Okay, enough about Halo vehicles... lets talk about something from another game...



This is the Flail, from PlanetSide. If you've driven the Wraith in Halo, you have a mild idea of what the Flail is like. But now take that Wraith range (base to base on Blood Gulch maps)...and multiply it by about ten. The Flail could fire from base to base on the expansive PlanetSide continents.

But there's a problem... the Flail pilot can't see anything he's doing. In order to utilize the Flail, you need a second person in your Squad with a weapon called a Laze Pointer. The Flail was never self-sufficient. It wasn't uncommon to see a column of Flails all in the same squad with a single person painting targets to unleash a cataclysm of plasma mortars raining from the sky.

Unfortunately, this is at odds with the PlanetSide 2 design goals which insisted every non-transport vehicle was given some degree of self-sufficiency (all tanks gave control of the main cannon to the pilot, rather than locking the guns away to additional passengers.)

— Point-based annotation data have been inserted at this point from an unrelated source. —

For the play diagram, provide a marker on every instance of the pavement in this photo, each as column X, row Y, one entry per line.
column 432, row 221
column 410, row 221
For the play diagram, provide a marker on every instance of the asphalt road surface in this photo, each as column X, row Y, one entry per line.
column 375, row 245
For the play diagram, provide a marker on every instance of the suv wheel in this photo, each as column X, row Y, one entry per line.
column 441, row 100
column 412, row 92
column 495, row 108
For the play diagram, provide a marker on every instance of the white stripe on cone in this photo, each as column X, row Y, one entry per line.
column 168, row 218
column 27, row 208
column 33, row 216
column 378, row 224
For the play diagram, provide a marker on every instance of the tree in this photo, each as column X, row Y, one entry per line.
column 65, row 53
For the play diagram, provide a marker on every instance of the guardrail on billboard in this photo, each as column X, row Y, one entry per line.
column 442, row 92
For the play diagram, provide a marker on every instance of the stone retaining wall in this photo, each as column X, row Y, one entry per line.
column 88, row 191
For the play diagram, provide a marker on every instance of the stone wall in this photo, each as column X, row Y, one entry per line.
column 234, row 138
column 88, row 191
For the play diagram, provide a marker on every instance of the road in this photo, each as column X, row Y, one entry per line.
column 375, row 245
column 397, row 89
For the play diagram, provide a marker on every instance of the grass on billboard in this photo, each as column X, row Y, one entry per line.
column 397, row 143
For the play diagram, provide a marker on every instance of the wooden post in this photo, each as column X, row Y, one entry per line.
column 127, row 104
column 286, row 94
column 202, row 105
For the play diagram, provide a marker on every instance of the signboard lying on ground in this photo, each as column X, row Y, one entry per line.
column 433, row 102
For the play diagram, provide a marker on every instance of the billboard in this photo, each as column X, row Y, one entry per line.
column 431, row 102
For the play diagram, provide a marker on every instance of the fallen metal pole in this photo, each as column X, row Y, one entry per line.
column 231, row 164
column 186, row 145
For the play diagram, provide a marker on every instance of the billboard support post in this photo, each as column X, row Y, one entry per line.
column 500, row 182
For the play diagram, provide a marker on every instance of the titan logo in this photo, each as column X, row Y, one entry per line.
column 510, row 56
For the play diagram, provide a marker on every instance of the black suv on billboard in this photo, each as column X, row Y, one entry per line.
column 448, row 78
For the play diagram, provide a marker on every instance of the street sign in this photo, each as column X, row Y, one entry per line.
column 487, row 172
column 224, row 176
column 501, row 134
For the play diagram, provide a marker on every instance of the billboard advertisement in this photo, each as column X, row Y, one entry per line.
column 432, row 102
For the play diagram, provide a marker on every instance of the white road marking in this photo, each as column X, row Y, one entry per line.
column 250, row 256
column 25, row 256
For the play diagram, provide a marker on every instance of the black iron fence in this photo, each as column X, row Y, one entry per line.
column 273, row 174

So my favorite PlanetSide vehicle was not allowed to play in the sandbox with its other friends when they made the switch to the new playground.

How can we fix it?

The first option is to include a camera in the shots – each time you fire you're given a fly-by-wire camera to spot where your shots are actually going. (This functionality definitely exists in the game, as it is the NC's Empire Specific Rocket Launcher, the Phoenix's method of operation.) The issue for this idea, of course, is that the travel time of the shot is often longer than the time it takes to recharge shots, so you'd be forcing a player to sacrifice potential damage output / suppression time in order to line up their shot. A second issue is that this doesn't help prevent the trial-and-error shots from ending up landing among your own army and betraying everyone.

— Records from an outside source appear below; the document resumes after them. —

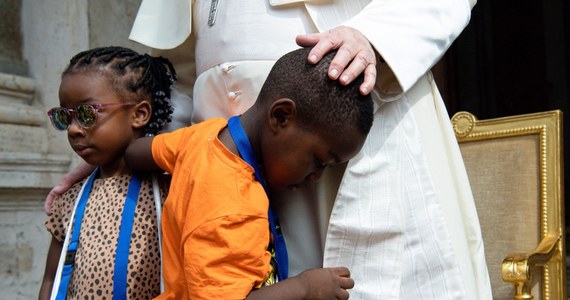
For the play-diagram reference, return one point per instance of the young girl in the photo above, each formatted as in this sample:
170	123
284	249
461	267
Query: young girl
105	237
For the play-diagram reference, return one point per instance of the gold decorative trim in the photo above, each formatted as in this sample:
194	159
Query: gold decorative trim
550	253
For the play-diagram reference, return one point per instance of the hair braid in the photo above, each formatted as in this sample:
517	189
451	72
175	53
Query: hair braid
134	77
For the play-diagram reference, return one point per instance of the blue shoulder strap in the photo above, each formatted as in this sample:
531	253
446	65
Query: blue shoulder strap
244	147
123	246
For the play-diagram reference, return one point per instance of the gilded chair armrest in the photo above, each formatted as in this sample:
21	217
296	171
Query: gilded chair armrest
518	268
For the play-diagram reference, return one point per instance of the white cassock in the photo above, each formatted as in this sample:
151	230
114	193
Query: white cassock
403	220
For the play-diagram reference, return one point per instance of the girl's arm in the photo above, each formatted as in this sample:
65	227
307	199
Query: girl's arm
326	283
51	268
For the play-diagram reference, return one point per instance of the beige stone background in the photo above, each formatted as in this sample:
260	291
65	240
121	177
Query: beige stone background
37	39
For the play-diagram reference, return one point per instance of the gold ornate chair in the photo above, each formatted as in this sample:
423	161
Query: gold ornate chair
515	169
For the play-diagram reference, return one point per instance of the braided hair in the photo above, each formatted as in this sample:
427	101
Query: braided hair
134	77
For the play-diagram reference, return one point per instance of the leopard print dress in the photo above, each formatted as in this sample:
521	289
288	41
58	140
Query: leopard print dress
92	276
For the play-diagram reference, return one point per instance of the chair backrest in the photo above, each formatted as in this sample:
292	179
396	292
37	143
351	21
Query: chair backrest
515	169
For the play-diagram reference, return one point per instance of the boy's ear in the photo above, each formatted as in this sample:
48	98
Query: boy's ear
141	114
281	113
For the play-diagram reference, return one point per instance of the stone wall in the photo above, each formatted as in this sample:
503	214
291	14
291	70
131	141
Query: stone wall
37	39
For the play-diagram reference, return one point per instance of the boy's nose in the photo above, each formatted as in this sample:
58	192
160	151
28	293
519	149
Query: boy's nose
315	176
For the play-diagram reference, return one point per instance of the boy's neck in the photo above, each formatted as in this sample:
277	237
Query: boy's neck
249	128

An alternate route is to have the vehicle automatically place a personal waypoint where its shots will land – this helps you better understand what you're going to hit and where to aim to get your desired result. While this one doesn't carry the drawbacks of the previous option, it's perhaps a bit TOO user friendly and may make the vehicle too easy to use.

The third route combines the first two: have the vehicle include a deploy option before it may begin firing (which I'm fairly sure the original already had) – once deployed, the vehicle first releases a drone, piloted by the player. This drone may be flown wherever, and then the drone must also be deployed. Once the drone is deployed, a waypoint is placed in order to target the drone (which is immune to Flail fire, but susceptible to being killed by other weaponry.) If killed by other weaponry, the Flail must release another drone in order to continue firing. This keeps the vehicle user-friendly and capable as a fantastic mortar vehicle, but also grants counterplay to those who are under siege from the mortar (an option not present in the original PlanetSide, where all it took was a stealthed player with a laser pointer to declare your base Plasma Crater Number 722A.

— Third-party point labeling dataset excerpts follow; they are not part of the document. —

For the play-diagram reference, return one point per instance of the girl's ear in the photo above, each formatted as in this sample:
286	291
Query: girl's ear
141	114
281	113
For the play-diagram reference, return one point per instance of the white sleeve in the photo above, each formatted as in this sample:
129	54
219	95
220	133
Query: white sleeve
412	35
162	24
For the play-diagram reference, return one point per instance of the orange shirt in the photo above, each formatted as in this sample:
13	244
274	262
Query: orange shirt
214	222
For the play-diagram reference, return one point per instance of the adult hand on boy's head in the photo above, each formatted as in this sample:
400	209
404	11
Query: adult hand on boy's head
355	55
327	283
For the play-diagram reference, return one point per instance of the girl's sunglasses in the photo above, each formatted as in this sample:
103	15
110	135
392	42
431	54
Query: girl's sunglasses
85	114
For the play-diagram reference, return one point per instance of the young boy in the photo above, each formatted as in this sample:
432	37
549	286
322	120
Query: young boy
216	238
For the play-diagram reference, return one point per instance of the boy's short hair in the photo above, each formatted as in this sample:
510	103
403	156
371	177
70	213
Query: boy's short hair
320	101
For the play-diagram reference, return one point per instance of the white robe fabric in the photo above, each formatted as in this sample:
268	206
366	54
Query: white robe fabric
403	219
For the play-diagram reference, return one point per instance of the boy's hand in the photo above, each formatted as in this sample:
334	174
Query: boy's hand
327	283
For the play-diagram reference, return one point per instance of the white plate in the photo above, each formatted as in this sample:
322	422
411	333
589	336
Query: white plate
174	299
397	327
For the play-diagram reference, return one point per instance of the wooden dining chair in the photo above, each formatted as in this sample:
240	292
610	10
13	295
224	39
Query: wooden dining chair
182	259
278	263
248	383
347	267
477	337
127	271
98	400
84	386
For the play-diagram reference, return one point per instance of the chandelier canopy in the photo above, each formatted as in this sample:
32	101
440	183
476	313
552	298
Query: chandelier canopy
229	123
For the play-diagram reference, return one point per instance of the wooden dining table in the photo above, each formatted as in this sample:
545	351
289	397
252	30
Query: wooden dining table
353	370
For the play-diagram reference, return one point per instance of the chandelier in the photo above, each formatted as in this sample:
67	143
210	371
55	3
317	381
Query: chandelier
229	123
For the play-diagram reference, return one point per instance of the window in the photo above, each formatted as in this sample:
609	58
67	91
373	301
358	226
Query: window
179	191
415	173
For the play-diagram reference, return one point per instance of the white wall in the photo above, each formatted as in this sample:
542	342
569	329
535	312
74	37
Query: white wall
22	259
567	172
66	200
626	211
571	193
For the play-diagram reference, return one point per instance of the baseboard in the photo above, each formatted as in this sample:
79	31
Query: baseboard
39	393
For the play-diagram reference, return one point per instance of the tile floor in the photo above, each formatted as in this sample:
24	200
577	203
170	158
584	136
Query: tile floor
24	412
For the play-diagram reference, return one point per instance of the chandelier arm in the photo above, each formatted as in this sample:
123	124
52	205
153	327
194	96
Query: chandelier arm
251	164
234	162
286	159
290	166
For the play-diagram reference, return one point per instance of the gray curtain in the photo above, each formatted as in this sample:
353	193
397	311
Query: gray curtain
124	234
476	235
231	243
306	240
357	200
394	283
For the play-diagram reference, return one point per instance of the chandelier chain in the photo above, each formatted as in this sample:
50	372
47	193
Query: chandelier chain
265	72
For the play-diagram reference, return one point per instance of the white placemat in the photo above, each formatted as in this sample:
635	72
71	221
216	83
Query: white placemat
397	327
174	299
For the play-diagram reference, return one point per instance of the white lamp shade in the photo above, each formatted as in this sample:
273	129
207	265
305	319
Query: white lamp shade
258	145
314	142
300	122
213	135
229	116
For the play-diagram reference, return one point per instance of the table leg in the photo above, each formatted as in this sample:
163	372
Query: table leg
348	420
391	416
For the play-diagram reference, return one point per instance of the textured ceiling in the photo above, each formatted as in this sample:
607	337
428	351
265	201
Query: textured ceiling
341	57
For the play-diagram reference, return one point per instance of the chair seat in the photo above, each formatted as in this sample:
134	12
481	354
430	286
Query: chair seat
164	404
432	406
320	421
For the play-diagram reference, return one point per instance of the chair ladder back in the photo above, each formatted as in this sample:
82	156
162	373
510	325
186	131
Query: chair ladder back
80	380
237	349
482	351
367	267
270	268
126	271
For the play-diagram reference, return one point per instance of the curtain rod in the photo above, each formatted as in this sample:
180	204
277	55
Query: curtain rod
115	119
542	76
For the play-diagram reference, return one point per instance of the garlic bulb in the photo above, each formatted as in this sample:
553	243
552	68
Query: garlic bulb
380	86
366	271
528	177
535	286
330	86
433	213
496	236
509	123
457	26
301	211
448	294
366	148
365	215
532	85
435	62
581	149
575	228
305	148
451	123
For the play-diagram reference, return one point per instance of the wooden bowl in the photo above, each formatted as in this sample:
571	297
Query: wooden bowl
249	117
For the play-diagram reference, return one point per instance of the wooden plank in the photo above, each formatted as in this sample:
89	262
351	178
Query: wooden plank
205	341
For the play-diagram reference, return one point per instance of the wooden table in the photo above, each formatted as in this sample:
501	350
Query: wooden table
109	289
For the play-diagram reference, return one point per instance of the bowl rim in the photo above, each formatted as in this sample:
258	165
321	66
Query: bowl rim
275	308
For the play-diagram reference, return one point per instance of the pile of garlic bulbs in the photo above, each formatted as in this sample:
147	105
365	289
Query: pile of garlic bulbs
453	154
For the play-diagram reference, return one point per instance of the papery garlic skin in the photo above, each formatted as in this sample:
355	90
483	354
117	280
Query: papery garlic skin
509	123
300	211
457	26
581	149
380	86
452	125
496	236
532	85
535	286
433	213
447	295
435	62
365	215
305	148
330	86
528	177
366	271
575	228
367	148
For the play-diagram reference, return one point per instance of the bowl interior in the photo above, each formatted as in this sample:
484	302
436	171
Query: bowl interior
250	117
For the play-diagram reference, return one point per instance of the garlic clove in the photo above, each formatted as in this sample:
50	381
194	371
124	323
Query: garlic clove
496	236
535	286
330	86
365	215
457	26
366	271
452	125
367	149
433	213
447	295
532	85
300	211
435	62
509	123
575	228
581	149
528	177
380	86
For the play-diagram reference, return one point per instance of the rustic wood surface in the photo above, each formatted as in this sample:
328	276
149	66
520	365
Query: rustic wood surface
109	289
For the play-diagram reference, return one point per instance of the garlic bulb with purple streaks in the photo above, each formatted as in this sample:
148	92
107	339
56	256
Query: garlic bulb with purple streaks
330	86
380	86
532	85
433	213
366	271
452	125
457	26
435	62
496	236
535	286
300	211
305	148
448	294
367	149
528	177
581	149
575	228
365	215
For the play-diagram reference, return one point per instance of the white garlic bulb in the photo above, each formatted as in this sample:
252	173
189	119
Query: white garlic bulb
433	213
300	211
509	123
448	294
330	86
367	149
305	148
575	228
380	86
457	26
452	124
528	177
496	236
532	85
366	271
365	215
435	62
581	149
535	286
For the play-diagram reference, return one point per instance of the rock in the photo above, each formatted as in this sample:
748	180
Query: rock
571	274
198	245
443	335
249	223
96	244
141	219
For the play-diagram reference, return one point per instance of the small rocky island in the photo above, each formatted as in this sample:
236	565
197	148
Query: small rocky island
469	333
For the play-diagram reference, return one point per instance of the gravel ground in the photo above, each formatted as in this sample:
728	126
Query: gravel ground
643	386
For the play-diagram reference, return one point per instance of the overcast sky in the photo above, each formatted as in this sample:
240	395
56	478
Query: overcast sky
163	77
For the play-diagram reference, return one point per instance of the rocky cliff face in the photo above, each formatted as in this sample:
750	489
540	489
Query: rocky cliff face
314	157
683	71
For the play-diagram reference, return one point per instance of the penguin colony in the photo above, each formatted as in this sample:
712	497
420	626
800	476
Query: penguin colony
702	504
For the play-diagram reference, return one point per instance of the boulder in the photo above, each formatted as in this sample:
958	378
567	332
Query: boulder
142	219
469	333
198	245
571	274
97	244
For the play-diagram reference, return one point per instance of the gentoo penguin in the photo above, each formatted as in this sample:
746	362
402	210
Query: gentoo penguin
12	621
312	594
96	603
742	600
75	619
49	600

And now the Flail is free to exist in the context of PlanetSide 2.

I wanted to cover a vehicle from Unreal Tournament as well, but I couldn't honestly think of one other than the Leviathan that felt like it wasn't well-balanced in the context of the game. And the Leviathan was meant to feel the way it did. (5 player vehicle, of COURSE it's going to be OP).

So instead I'm just going to say: Unreal Tournament's Manta and Scorpion are fucking fantastic examples of how to handle self-sufficient vehicles with trade-offs and noticeable weaknesses.

And with that, I'm wrapping up this trip to Audley's Workshop. Hope you enjoyed!